Having become a weikza, the adept no longer remains within human settlements; even the smell, let alone the sight, of human beings is repulsive to him. It is due to human beings are meat-eaters, and he disdains the eating of meat. (In anticipation of their future state, many alchemists become vegetarians.) Hence, weikza generally live on the remote Himalayan slopes. In order to satisfy their sexual appetites, they have intercourse with a type of fruit (“fruit maiden”) which is remarkably similar in appearance to a human female. Being meat-eater, women, of course, are repugnant to weikza.

That the power inherent in an object – or a person – can be incorporated by another is, of course, a very widespread belief: it constitutes one of the motives for cannibalism. The following quotation indicates that until recently [the time of composition of this book,1970] the latter practice was an alternative means in Burma for the acquisition of power which could otherwise be obtained only through alchemy.

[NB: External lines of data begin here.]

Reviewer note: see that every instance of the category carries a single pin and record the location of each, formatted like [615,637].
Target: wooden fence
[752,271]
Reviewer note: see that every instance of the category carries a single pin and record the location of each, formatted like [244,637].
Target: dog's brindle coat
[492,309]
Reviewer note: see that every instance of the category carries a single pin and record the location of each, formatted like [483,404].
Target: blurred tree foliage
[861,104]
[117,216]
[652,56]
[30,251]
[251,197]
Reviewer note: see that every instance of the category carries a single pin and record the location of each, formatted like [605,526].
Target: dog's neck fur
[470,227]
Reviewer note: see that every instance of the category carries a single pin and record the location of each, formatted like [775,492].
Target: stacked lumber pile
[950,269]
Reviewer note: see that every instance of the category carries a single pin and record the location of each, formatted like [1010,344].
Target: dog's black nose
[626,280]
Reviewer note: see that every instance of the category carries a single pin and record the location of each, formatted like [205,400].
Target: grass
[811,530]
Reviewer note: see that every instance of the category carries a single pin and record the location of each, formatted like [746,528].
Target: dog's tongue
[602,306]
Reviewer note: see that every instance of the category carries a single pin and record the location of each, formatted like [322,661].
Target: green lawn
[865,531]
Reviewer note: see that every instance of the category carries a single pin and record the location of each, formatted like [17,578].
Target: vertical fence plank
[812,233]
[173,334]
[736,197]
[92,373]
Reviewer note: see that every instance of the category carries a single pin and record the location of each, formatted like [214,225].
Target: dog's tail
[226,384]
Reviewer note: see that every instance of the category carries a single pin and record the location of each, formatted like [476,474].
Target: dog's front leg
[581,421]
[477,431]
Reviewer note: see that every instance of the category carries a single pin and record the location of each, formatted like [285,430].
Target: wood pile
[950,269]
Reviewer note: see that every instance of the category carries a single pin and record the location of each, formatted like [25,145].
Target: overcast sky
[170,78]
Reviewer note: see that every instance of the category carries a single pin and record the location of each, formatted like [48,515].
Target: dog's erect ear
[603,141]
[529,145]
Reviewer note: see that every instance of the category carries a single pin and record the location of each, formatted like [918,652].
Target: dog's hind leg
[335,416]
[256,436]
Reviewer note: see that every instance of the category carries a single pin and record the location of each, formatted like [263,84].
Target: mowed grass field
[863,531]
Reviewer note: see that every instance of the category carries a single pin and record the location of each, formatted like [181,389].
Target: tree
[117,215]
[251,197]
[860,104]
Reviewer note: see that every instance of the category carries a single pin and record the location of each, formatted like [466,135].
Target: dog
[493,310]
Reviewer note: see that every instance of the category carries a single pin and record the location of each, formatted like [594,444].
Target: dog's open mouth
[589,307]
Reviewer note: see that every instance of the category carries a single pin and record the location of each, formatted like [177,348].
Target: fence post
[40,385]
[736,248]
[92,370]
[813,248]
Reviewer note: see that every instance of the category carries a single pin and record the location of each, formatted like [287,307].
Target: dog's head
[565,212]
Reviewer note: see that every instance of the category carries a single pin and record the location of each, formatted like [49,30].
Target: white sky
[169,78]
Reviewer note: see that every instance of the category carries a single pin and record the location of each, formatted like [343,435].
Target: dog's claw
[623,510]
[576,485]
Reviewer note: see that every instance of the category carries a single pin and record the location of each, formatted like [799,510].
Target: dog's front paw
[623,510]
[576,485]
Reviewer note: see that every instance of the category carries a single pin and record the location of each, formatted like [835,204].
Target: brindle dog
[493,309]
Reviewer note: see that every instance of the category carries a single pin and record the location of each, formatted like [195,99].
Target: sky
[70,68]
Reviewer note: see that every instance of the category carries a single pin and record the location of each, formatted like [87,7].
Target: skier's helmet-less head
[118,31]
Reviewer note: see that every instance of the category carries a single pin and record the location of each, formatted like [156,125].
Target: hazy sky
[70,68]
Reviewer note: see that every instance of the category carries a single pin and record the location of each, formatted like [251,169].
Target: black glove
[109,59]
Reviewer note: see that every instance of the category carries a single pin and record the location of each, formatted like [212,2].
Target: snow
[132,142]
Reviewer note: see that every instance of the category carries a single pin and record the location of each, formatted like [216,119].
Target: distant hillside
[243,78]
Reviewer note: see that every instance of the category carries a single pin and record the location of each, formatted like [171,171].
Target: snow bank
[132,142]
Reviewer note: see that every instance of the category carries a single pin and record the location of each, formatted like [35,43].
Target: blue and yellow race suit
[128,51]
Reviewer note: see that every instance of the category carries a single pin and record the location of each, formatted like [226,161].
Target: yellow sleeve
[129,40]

The notorious bandit Twet Ngalu had been a monk and a magician and was elaborately tattooed: when he was killed in 1888, nothing would satisfy the nearest Shan chief but to dig up the body and boiled it down into a concoction which he persisted in wanting to share with the English chief commissioner so that they both might become invincible. Burmese and Shan legends are full of stories about eating corpses to obtain magical power such as flying. Similarly in 1907, a Burmese wizard doctor, was convicted for a shocking act of murder and cannibalism. And in 1914, a Burman was tried and convicted for disinterring a corpse in the town cemetery, apparently with the same object.